When I uncomment the comment column then I get the error.
This is defined as the following (Using MySQL): LONGTEXT
Can we assume you mean you're calling CODBCRecordset::Open(), yes? Or more precisely, something like:
CDatabase db;
db.Open (NULL,FALSE,FALSE,"ODBC;",TRUE);
CODBCRecordSet rs (&db);
rs.Open ("select blah, blah, blah from ...");
EDIT after response:
There are some known bugs with various ODBC drivers that appear to be caused by retrieving invalid field lengths. See these links:
http://forums.microsoft.com/msdn/showpost.aspx?postid=2700779&siteid=1
https://connect.microsoft.com/VisualStudio/feedback/ViewFeedback.aspx?FeedbackID=296391
This particular one seems to have been because CRecordset will allocate a buffer big enough to hold the field. As the column returns a length of zero, it's interpreted as the max 32-bit size (~2G) instead of the max 8-bit size (255 bytes). Needless to say, it can't allocate enough memory for the field.
Microsoft has acknowledged this as a problem, have a look at these for solutions:
http://support.microsoft.com/kb/q272951/
http://support.microsoft.com/kb/940895/
EDIT after question addenda:
So, given that your MySQL field is a LONGTEXT, it appears CRecordSet is trying to allocate the max possible size for it (2G). Do you really need 2 gig for a comments field? Typing at 80 wpm, 6cpw would take a typist a little over 7 years to fill that field, working 24 h/day with no rest :-).
It may be a useful exercise to have a look at all the columns in your database to see if they have appropriate data types. I'm not saying that you can't have a 2G column, just that you should be certain that it's necessary, especially in light of the fact that the current ODBC classes won't work with a field that big.
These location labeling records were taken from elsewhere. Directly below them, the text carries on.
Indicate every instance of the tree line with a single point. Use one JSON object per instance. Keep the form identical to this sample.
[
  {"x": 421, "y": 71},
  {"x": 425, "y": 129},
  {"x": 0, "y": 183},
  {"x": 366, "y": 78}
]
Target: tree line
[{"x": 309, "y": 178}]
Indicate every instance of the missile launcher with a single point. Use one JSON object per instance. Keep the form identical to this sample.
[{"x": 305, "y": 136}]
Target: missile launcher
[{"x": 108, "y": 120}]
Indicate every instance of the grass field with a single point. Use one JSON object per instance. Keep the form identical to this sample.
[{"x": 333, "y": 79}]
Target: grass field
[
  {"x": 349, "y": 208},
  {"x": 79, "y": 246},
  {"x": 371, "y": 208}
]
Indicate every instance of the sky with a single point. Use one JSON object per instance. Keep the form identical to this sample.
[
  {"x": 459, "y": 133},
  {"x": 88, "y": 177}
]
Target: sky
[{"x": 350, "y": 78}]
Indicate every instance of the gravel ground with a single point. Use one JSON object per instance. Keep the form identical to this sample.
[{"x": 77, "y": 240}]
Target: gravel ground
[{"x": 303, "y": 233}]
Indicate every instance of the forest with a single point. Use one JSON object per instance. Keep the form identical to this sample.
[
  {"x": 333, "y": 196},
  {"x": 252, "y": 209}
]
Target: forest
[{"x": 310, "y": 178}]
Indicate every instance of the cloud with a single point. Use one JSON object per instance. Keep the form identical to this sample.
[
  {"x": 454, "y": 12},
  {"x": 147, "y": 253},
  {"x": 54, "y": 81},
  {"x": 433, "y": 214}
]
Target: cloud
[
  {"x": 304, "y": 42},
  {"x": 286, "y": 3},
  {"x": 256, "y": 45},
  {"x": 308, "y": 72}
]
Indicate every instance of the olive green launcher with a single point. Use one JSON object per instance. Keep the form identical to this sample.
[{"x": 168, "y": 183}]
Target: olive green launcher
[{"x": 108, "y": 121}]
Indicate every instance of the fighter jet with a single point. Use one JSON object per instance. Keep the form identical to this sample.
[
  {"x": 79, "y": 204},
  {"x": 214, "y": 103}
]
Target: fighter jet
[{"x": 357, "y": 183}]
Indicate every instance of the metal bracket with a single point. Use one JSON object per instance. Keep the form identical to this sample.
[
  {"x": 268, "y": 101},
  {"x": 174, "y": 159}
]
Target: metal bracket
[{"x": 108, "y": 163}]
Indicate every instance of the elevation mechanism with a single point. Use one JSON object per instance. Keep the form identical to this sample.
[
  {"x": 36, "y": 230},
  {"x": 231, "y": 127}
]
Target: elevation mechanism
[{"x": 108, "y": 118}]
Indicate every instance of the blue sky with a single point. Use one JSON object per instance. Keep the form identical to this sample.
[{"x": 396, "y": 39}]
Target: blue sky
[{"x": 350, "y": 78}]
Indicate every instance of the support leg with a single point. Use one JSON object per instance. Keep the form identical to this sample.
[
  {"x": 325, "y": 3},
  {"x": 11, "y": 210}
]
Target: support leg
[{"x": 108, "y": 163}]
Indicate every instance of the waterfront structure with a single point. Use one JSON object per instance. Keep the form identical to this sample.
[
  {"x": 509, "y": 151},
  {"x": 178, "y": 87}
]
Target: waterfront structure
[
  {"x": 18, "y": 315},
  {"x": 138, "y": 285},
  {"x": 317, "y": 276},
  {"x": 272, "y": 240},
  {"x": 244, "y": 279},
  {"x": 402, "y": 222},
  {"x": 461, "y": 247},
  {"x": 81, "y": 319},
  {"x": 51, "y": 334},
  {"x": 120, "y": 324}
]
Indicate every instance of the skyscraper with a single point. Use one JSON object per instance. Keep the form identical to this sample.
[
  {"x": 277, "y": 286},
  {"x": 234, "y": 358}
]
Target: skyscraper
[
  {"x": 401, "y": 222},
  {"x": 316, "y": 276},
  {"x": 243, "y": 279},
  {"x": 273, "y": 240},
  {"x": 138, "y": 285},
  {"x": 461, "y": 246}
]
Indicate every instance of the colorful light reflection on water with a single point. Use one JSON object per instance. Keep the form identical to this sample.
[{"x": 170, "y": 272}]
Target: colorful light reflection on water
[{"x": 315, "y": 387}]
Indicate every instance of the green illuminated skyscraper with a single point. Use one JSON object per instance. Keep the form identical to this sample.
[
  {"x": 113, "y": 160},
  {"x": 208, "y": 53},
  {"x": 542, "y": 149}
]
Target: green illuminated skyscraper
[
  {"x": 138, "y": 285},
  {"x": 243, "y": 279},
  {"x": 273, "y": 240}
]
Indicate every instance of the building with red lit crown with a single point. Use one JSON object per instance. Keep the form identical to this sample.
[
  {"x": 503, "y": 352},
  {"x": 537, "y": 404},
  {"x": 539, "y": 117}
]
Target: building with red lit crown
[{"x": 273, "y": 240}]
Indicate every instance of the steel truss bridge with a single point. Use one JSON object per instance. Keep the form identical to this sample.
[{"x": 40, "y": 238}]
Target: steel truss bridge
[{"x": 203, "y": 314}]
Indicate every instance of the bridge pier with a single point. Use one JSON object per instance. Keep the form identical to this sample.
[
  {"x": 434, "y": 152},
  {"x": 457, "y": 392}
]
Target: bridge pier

Read Pax's response. It gives a you a great understanding about why the problem happens.
Work Around:
This error will only happen if the field defined as (TEXT, LONGTEXT, etc) is NULL (and maybe empty). If there is data in the field then it will only allocate for the size the data in the field and not the max size (thereby causing the error).
So, if there is a case where you absolutely have to have these large fields. Here is a potential solution:
Give the field a default value in the database. (ie. '<blank>')
Then when displaying the value; you pass NULL/empty if you find default value.
Then when updating the value; you pass the default value if you find NULL/empty.
I second Pax's suggestion that this error is due to trying to allocate a buffer big enough to hold the biggest LONGTEXT possible. The client doesn't know how large the data is until it has fetched it.
LONGTEXT is indeed way larger than you would ever need in most applications. Consider using MEDIUMTEXT (max size 16MB) or just TEXT (max size 64KB) instead.
There are similar problems in PHP database interfaces. A PHP normally has a memory size limit and any fetch of a LONGBLOB or LONGTEXT is likely to exceed that limit.